The long affair had been kept secret from their colleagues at London's Swinburne Museum and now she must grieve in private. Or almost. In an act of compassion, the head of her department gives Catherine a very particular project, something to cling onto: a box of intricate clockwork parts that appear to be the remains of a nineteenth-century automaton, a beautiful mechanical bird.
Once she discovers that the box also contains the diary of the man who commissioned the machine, one obsession merges into another. Who was Henry Brandling? Who was the mysterious, visionary clockmaker he hired to make a gift for his ailing son? And what was the end result that now sits in pieces in Catherine's her studio?
The Chemistry of Tears is a portrait of love and loss that is both wildly entertaining and profoundly moving, simultaneously delicate and anarchic.

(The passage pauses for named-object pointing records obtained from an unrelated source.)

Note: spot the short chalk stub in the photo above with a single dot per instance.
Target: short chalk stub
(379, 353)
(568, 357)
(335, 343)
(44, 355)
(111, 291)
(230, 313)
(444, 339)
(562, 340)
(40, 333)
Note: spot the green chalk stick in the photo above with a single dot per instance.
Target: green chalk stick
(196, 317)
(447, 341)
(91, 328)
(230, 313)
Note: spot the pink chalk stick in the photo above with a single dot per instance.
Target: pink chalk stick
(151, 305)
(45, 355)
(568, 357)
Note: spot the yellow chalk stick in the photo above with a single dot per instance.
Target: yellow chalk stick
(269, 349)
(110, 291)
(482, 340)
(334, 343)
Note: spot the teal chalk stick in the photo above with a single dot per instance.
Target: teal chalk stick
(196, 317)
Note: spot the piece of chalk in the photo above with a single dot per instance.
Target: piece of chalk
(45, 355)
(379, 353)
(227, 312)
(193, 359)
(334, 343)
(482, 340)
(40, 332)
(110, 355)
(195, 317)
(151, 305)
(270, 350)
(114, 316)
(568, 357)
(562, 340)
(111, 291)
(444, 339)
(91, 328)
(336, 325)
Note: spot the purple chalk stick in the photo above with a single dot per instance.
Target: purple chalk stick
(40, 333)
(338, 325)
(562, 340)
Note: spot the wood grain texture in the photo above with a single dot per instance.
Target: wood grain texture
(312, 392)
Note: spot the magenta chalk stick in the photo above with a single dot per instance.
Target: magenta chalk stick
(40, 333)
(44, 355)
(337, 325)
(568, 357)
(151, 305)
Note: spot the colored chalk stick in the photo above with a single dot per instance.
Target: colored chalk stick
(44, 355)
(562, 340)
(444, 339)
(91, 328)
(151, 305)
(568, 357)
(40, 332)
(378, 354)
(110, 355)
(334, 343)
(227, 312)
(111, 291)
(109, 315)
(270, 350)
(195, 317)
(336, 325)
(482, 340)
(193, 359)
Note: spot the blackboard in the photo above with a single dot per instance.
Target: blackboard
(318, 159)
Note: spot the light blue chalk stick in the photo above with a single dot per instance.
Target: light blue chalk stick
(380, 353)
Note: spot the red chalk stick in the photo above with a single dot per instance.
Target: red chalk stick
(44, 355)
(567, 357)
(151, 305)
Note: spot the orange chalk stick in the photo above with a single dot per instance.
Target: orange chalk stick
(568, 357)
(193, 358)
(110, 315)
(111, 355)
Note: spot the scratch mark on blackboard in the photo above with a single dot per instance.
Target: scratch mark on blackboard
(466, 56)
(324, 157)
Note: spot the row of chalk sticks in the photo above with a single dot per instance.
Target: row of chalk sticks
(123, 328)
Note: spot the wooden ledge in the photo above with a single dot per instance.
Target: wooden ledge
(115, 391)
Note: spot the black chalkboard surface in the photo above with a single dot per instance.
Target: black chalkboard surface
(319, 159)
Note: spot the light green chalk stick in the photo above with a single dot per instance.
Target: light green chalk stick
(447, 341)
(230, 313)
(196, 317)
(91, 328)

At its heart is an image only the masterful Peter Carey could breathe such life into - an object made of equal parts magic, love, madness and science, a delight that contains the seeds of our age's downfall.
About The Author
Peter Carey was born in 1943 in Australia and lives in New York. He is the author of the highly acclaimed short story collection, The Fat Man in History, seven novels, Bliss, Illywhacker (shortlisted for the 1985 Booker Prize), Oscar and Lucinda (winner of the 1988 Booker Prize), The Tax Inspector, The Unusual Life of Tristan Smith, Jack Maggs (winner of the 1998 Commonwealth Writers Prize) and True History of the Kelly Gang (winner of the 2001 Booker Prize), and for children, The Big Bazoohley.
Reviewed By Toni Whitmont, Booktopia Buzz Editor
To read more reviews by Toni Whitmont, click here to visit the Booktopia Newsletter Archive.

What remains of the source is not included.